Léo a déjà consulté les propositions des différents candidats. «Je pèse le pour et le contre et je me demande, qu’est-ce qu’il peut faire pour ma ville?» Pragmatique, il avoue lire les programmes «sans se soucier si c’est de droite ou de gauche ou contraire à la "bien-pensance". Ce que font les politiques, ça m’intéresse, poursuit-il, pas la politique. On est toujours tellement déçu, je n’ai pas de choix à faire.»

«On a mis notre petite graine dans l’action de la ville, ça a été un révélateur»

Sur ce principe, Léo a déjà fait son choix. Son bulletin ira au maire sortant. «Il est du PS, mais c’est l’homme qui m’intéresse, précise-t-il. Je pense voter pour lui, parce que c’est plus avantageux pour moi.»

Un sens civique inné? Pas vraiment. La «révélation» a eu lieu après sa participation au «Conseil bisontin des jeunes», une initiative locale pour intéresser les collégiens à l’éducation civique. En un an, Léo et une trentaine de jeunes ont créé une brochure pour sensibiliser sur le handicap moteur. «On a mis notre petite graine dans l’action de la ville, retient Léo, ça a été un révélateur.»

Depuis 2010, il a enchainé les actions. S’impliquant dans un groupe de réflexion sur l’engagement citoyen, allant jusqu’à présenter un projet devant le parlement européen des jeunes.

«Je ne me sentirais pas à l’aise si je prenais ma carte dans un parti»

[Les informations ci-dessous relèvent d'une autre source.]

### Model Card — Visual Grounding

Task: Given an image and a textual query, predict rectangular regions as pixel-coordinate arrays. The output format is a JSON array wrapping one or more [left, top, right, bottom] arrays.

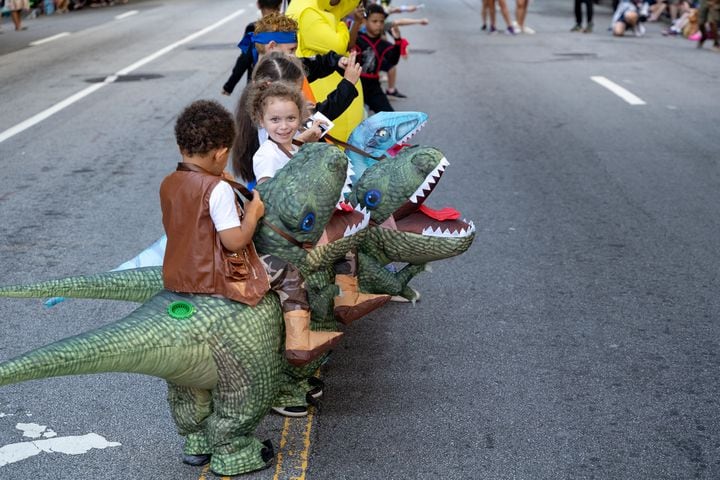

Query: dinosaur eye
[[300, 212, 315, 232], [367, 127, 390, 147], [365, 190, 382, 209]]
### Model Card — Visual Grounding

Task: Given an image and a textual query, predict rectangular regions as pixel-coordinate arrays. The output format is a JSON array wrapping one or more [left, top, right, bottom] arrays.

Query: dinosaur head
[[345, 112, 428, 181], [350, 146, 475, 263], [253, 143, 369, 266]]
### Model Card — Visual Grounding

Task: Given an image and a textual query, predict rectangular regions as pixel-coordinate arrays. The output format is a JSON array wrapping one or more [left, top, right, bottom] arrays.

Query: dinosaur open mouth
[[317, 203, 370, 246], [380, 157, 475, 238], [387, 120, 427, 157]]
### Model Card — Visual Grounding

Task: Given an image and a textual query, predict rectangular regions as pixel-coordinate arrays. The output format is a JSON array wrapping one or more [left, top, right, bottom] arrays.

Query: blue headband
[[252, 32, 297, 45]]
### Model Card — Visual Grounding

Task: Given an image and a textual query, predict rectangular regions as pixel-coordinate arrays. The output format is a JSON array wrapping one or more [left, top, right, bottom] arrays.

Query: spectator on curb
[[5, 0, 30, 32], [570, 0, 593, 33], [610, 0, 650, 37], [697, 0, 720, 52]]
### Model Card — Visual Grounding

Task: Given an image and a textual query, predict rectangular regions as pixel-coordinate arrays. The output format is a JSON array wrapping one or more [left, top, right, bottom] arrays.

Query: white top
[[253, 140, 298, 180], [210, 182, 240, 232]]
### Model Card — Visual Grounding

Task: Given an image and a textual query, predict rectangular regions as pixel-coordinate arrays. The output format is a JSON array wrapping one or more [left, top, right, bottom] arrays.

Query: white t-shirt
[[253, 140, 298, 180], [209, 182, 240, 232]]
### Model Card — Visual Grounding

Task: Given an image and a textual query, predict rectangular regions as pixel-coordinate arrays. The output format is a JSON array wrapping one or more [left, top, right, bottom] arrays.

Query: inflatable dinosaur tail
[[0, 267, 163, 303], [0, 291, 222, 388]]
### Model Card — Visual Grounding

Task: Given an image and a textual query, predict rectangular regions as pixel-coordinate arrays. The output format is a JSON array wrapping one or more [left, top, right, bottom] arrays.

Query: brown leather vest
[[160, 171, 270, 306]]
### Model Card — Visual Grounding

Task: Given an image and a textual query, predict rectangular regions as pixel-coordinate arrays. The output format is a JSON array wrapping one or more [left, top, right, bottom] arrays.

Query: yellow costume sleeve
[[298, 8, 350, 57], [286, 0, 365, 140]]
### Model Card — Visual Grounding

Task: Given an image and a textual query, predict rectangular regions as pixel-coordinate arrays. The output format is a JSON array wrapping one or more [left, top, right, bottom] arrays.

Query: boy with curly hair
[[160, 100, 342, 372]]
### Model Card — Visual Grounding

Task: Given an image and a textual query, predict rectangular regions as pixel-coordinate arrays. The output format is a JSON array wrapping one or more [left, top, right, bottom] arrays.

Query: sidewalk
[[0, 0, 149, 56]]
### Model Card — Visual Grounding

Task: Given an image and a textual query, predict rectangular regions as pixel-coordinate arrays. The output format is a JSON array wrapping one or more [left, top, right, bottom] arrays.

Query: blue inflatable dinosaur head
[[345, 112, 428, 182]]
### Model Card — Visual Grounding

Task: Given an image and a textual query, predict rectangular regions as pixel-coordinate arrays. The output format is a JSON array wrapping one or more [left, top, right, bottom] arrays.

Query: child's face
[[365, 13, 385, 37], [261, 97, 301, 146]]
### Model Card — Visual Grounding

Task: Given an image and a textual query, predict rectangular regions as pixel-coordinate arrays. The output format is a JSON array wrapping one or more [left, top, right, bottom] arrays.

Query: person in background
[[5, 0, 30, 32], [697, 0, 720, 52], [610, 0, 650, 37], [570, 0, 593, 33], [220, 0, 282, 95], [513, 0, 535, 35], [353, 4, 402, 113]]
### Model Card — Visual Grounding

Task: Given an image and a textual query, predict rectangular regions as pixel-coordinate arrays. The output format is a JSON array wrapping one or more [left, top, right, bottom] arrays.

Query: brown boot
[[285, 310, 342, 367], [334, 275, 390, 325]]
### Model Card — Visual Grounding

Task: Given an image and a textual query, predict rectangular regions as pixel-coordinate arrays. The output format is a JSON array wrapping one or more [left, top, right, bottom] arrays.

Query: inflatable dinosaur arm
[[358, 252, 427, 301]]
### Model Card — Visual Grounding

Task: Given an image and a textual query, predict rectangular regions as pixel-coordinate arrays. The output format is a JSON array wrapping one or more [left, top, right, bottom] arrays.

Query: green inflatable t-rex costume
[[0, 144, 474, 475]]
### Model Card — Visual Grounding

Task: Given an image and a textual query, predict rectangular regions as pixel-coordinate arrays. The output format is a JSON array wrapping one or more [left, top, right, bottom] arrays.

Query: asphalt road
[[0, 0, 720, 480]]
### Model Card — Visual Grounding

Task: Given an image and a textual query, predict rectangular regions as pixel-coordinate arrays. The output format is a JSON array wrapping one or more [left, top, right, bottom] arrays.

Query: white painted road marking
[[15, 423, 57, 438], [115, 10, 140, 20], [0, 8, 245, 143], [0, 433, 122, 467], [30, 32, 70, 47], [590, 76, 645, 105]]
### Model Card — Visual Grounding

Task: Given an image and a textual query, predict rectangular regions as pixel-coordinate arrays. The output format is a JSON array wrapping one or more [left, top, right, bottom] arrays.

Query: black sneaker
[[183, 454, 210, 467], [307, 377, 325, 399], [272, 405, 308, 417], [260, 439, 275, 463], [385, 88, 407, 98]]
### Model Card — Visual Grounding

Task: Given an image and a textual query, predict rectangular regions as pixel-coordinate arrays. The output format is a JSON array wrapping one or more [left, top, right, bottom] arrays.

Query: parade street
[[0, 0, 720, 480]]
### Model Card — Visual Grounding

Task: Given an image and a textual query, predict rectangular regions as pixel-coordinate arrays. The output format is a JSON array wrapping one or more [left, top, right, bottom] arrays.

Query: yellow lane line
[[273, 417, 290, 480], [296, 408, 315, 480]]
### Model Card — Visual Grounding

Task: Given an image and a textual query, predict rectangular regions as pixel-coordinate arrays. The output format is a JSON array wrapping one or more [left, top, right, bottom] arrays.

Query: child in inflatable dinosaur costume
[[285, 0, 364, 141], [0, 112, 360, 475], [0, 114, 475, 475]]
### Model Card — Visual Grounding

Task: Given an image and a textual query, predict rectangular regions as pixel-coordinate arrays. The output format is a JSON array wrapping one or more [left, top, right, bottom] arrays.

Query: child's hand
[[245, 190, 265, 222], [295, 120, 328, 143], [343, 51, 362, 85], [353, 5, 365, 23]]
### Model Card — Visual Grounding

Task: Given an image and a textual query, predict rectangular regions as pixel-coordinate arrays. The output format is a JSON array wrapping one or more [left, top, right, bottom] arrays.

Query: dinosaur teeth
[[396, 120, 427, 145], [343, 205, 370, 237], [338, 162, 355, 202], [422, 222, 475, 238], [410, 157, 450, 203]]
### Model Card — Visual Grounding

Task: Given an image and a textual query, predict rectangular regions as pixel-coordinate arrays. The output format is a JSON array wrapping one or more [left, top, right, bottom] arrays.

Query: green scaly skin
[[350, 146, 475, 301], [0, 144, 352, 475], [0, 267, 163, 303]]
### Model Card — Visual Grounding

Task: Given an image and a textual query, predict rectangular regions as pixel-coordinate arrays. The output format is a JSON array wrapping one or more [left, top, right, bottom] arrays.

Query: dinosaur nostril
[[168, 300, 195, 320]]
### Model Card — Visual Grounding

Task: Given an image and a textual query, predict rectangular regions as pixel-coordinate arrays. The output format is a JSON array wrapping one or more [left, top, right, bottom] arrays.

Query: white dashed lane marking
[[590, 76, 645, 105]]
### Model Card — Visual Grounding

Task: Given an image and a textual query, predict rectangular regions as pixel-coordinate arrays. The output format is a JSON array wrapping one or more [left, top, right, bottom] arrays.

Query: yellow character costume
[[285, 0, 364, 140]]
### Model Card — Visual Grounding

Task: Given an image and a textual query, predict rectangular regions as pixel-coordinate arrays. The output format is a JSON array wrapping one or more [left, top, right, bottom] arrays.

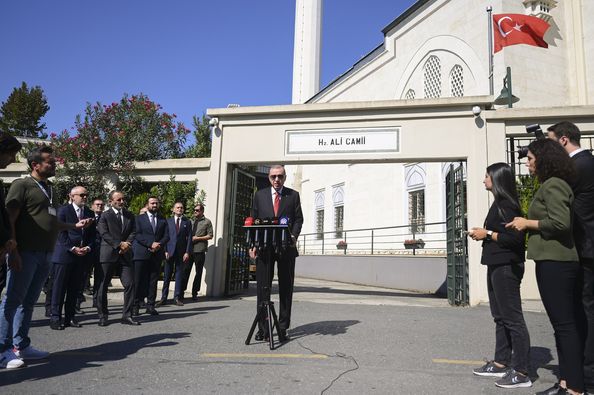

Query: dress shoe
[[64, 318, 82, 328], [50, 321, 64, 331], [122, 317, 140, 325], [146, 307, 159, 315], [254, 331, 270, 342]]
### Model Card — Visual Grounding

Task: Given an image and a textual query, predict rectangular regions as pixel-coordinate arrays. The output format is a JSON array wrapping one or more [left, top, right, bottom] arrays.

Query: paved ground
[[0, 279, 557, 394]]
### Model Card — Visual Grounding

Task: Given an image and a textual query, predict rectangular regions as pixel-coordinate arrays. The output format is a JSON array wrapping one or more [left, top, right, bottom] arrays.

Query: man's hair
[[27, 144, 54, 169], [107, 189, 126, 201], [268, 165, 287, 175], [547, 121, 581, 147], [0, 132, 23, 153]]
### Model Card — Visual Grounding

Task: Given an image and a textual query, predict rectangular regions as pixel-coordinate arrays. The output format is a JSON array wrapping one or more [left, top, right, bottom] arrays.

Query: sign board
[[285, 127, 400, 155]]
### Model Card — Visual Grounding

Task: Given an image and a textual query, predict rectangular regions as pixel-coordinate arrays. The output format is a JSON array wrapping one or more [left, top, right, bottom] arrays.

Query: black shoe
[[278, 329, 291, 342], [122, 317, 140, 325], [50, 321, 64, 331], [146, 307, 159, 315], [64, 318, 82, 328]]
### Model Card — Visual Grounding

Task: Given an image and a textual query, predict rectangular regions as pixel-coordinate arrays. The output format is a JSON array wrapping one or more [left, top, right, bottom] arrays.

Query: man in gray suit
[[97, 191, 140, 326]]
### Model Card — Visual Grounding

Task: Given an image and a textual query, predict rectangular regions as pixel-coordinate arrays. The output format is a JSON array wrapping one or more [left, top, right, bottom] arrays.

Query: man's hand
[[248, 248, 258, 259]]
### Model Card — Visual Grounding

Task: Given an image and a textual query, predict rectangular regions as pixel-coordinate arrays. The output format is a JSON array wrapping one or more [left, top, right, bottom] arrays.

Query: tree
[[0, 81, 49, 139], [186, 115, 212, 158], [51, 94, 189, 203]]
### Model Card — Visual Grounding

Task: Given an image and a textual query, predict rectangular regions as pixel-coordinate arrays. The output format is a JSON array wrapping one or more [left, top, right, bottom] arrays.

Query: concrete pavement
[[0, 279, 557, 394]]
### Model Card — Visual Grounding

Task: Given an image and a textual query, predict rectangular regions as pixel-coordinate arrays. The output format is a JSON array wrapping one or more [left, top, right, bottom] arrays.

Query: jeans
[[0, 251, 52, 352], [536, 261, 584, 392], [487, 263, 530, 374]]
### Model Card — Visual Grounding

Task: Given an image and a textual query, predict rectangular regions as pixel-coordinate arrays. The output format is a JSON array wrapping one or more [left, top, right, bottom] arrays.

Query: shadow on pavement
[[0, 332, 190, 386]]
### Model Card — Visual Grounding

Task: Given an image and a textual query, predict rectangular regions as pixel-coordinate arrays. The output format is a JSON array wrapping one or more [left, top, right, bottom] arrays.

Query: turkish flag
[[493, 14, 549, 52]]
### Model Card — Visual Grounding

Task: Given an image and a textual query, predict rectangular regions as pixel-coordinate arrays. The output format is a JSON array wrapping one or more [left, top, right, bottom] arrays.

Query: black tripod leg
[[245, 305, 264, 346], [266, 302, 276, 350]]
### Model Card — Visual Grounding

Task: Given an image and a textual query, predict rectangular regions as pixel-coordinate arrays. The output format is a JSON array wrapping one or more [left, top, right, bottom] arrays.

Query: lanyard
[[31, 177, 54, 206]]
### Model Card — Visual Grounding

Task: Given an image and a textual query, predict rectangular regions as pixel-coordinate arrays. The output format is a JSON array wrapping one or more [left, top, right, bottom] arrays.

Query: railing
[[297, 222, 447, 256]]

Avant ces démarches «je trouvais tout ça complètement barbant» avoue-t-il. Un «ancien lui», qu’il compare aux abstentionnistes actuels. «Il y en a qui sont complètement désabusés, regrette-t-il, qui rejettent la politique par principe, je trouve ça vraiment dommage. Comme s’ils étaient restés dans l’optique de la politique que j’avais avant.»

«Quand on est jeune, on nous parle d’engagement citoyen, mais de notre petit coin, on s’en fiche complètement, se souvient-il. Voir les coulisses de la ville, ça m’a conforté dans l’idée que j’ai un rôle à jouer.»

Et son implication sera totale mais personnelle. Inconcevable dans sa logique d’intégrer un parti politique. «Je ne me sentirais pas à l’aise si je prenais ma carte dans un parti, nous dit Léo, je veux faire bouger les choses à mon échelle, sans être influencé par un groupe. Je veux moi-même voir quelle est la solution.»